Isto, também, gera um consequente afastamento da autonomia e da responsabilidade de assumir as próprias escolhas. Assim, sem atribuir a si mesmo os fracassos, o Homem inebria-se com fórmulas prontas para a solução de todas as problemáticas. Nesta hora, o sonho do indivíduo se confunde com o poder do mito, e Joseph Campbell (1972) escreveu de forma concisa e objetiva quatro funções psíquicas e culturais do mito, sendo a quarta, justamente, aquela em que o indivíduo se sente guiado passo a passo, buscando saúde, força e harmonia espiritual, almejando sempre uma vida proveitosa. Eis então que surge outro ponto vulnerável e bem aproveitado pelos que se colocam e foram postos no lugar do mito: a procura pelo sobrenatural.

O outro ponto é tão antigo quanto o primeiro. Este se revela na necessidade de passar para outrem a busca que é pessoal e intransferível, voltando a olhar para o maravilhoso e o sobrenatural. Neste grupo são heróis os médiuns, os sacerdotes, os pastores, ou seja, evoca-se desta maneira a velha ligação entre Religião e Sociedade, a fim de que o Homem devote toda sua confiança na intervenção mágica e milagrosa do além, do divino, contanto que ele pague o preço de não pensar por si, nem questione coisa alguma.

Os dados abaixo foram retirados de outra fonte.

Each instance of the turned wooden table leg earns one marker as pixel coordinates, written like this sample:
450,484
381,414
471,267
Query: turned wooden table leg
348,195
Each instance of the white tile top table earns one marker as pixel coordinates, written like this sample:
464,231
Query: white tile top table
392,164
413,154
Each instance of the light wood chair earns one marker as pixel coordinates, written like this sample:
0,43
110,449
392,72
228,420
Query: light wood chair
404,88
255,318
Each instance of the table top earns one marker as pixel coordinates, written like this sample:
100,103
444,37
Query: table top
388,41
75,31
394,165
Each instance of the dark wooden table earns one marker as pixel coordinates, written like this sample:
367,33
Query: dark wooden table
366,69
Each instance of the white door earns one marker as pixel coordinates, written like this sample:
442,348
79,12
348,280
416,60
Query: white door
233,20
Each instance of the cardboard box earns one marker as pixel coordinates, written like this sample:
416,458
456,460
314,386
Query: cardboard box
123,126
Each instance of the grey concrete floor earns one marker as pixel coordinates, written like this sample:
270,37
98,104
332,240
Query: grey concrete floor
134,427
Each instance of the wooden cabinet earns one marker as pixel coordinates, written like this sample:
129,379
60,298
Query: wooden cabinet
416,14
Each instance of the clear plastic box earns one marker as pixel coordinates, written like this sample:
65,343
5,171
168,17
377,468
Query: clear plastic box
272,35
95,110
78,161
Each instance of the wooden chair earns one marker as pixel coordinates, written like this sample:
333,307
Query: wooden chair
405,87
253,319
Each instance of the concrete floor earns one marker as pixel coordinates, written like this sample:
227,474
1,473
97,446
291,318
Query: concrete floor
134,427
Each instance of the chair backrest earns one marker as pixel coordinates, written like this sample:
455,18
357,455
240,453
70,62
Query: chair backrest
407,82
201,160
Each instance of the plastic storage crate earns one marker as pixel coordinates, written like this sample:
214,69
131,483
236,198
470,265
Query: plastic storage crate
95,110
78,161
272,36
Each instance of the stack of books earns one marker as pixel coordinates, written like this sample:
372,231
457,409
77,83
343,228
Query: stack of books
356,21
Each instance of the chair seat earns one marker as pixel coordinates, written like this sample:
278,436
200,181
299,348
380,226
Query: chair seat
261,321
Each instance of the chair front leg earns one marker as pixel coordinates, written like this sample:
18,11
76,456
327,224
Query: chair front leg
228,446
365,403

Até hoje, a cultura do herói prevalece e seu exercício é implantado com fins de obtenção de poder, supremacia, dominação sobre as classes menos esclarecidas e sobre aqueles que se sentem profundamente necessitados.

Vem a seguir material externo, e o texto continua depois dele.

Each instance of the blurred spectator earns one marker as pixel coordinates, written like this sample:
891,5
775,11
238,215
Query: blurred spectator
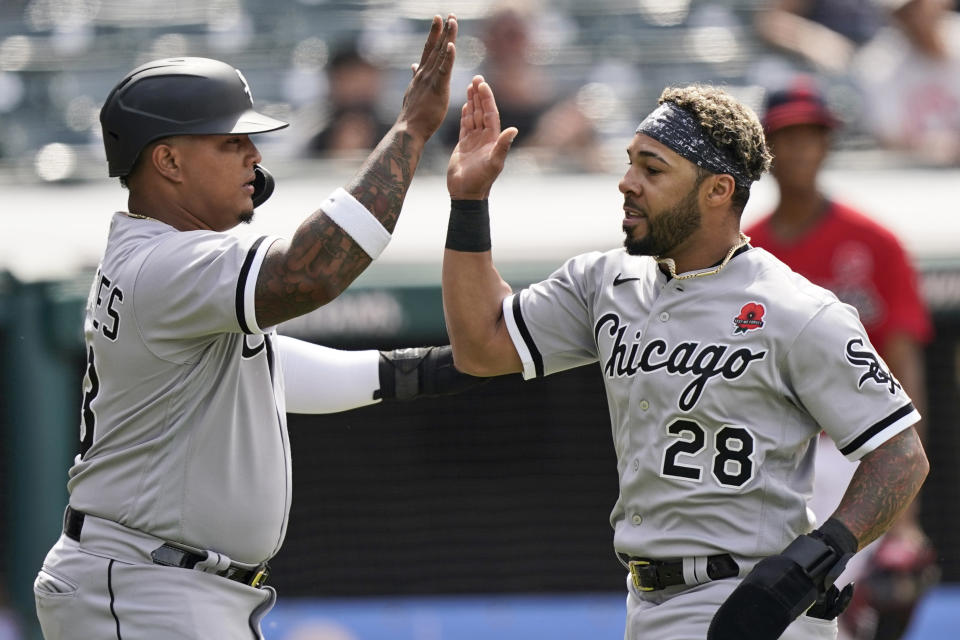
10,628
822,33
552,127
862,262
910,78
350,119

Aquele, portanto, que não busca o conhecimento se torna um dependente emocional e, consequentemente, dependente do conhecimento do outro. São tolos que seguem tolos, travestidos de sábios. São homens que escondem a humanidade a fim de serem vistos e seguidos como mitos!

BIBLIOGRAFIA:
FREUD, S. A Psicologia das massas e a análise do Eu. Porto Alegre: L&PM Pocket, 2013.
JOSEPH, C. Myths to live by. Nova York: Viking Press, 1972.
JUNG, C. O Homem e seus símbolos. Rio de Janeiro: Nova Fronteira, 2008.